What is going on here? There’s a skeleton key of sorts that makes sense of this odd leftist wish list. It’s called capitalism. Really, making sense of this jumble of a proposal is that simple.
The reason much of the document seems to be aimed at rearranging the economy far beyond the already extreme measures that would be required to fight climate change is, I believe, that AOC sees capitalism as the root of the problem. And if capitalism is the root, then it’s not enough to cut emissions or install more solar panels. What you need is to end capitalism by reducing air travel, giving jobs to people even if they won’t work, guarantee free health care, free college, affordable (government subsidized?) housing, and using whatever’s left to repair historic oppression. Because if you do all of that, there is no capitalism left.

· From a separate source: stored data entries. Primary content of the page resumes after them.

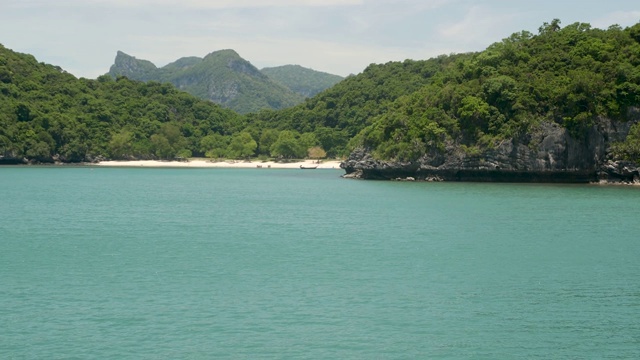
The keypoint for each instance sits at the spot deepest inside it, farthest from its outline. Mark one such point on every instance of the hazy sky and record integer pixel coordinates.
(336, 36)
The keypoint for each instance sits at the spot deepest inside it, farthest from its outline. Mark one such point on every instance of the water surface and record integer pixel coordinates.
(266, 263)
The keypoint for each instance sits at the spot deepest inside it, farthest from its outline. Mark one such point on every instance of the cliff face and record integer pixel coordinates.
(549, 153)
(222, 77)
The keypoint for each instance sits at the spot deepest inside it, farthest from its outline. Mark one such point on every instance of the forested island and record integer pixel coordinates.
(560, 105)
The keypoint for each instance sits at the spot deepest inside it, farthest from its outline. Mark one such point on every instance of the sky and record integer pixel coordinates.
(336, 36)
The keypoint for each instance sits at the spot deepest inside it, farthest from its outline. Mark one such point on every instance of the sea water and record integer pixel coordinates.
(113, 263)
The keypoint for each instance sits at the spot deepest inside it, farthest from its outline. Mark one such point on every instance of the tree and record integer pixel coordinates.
(242, 146)
(268, 137)
(288, 146)
(317, 153)
(214, 145)
(121, 145)
(161, 147)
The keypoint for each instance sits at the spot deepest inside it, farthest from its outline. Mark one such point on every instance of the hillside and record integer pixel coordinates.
(48, 115)
(306, 82)
(562, 103)
(222, 77)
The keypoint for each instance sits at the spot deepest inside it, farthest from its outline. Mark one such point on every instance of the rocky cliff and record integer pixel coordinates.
(548, 153)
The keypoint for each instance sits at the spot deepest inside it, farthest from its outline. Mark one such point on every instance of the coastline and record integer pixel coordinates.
(205, 163)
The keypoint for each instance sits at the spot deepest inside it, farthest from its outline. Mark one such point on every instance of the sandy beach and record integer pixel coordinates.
(207, 163)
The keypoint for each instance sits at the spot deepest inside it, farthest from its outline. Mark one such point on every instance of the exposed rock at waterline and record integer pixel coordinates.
(548, 153)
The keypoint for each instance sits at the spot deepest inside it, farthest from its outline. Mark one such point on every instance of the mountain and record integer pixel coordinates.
(562, 105)
(47, 115)
(222, 77)
(304, 81)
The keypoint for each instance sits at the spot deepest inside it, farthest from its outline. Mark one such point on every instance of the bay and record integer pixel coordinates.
(116, 263)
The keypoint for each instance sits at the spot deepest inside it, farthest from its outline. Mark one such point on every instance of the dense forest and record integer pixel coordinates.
(303, 81)
(221, 76)
(569, 75)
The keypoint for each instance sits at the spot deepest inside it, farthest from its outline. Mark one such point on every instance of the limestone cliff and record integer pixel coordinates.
(549, 153)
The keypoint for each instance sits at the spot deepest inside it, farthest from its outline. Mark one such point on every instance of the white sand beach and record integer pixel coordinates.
(207, 163)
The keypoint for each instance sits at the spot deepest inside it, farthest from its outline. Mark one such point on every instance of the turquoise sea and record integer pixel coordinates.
(114, 263)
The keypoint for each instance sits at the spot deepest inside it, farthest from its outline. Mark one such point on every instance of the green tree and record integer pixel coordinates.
(242, 145)
(121, 145)
(161, 147)
(288, 146)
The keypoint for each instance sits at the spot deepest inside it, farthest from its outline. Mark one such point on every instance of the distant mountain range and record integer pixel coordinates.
(229, 80)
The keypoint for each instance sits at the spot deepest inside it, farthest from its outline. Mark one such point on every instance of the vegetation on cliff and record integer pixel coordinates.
(569, 76)
(222, 77)
(399, 111)
(306, 82)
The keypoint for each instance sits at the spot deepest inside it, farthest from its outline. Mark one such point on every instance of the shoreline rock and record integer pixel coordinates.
(549, 154)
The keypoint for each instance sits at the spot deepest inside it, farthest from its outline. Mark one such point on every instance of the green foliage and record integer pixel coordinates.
(399, 110)
(242, 145)
(568, 75)
(630, 148)
(222, 77)
(303, 81)
(288, 146)
(46, 113)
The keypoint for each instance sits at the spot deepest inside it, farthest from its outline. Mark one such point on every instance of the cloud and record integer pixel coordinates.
(622, 18)
(478, 28)
(187, 4)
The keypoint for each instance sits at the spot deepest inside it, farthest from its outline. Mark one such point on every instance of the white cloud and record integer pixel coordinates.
(622, 18)
(193, 4)
(478, 28)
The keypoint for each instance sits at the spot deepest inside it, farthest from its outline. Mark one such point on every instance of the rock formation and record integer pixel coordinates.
(549, 153)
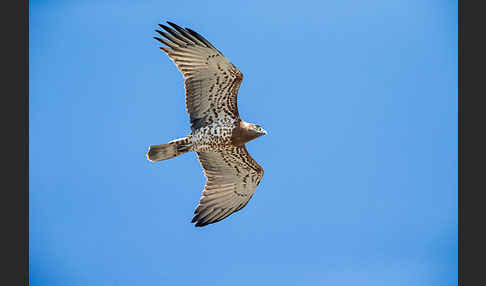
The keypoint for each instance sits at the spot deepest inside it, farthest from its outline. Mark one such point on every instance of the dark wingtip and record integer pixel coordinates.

Government handing out make-work jobs that pay a “living wage” regardless of the work itself (or whether someone works at all) is not compatible with capitalism. And remember, the goal of this document is for America to lead the way for the world.
The secret of the Green New Deal is not that it’s an odd grab bag of unrelated priorities, but that it’s an even more extreme proposal than it appears to be. This isn’t a plan to save the planet, it’s a plan to save the planet by ending capitalism.
We already know that’s what AOC wants to do. She recently said any system that allows billionaires to exist is immoral. She wants to solve that problem. Last year, before she was even elected she said, “Capitalism has not always existed in the world and will not always exist in the world.” She wants to make that happen. We’ve also heard from her fellow Democratic Socialists that yes, they really want to end capitalism.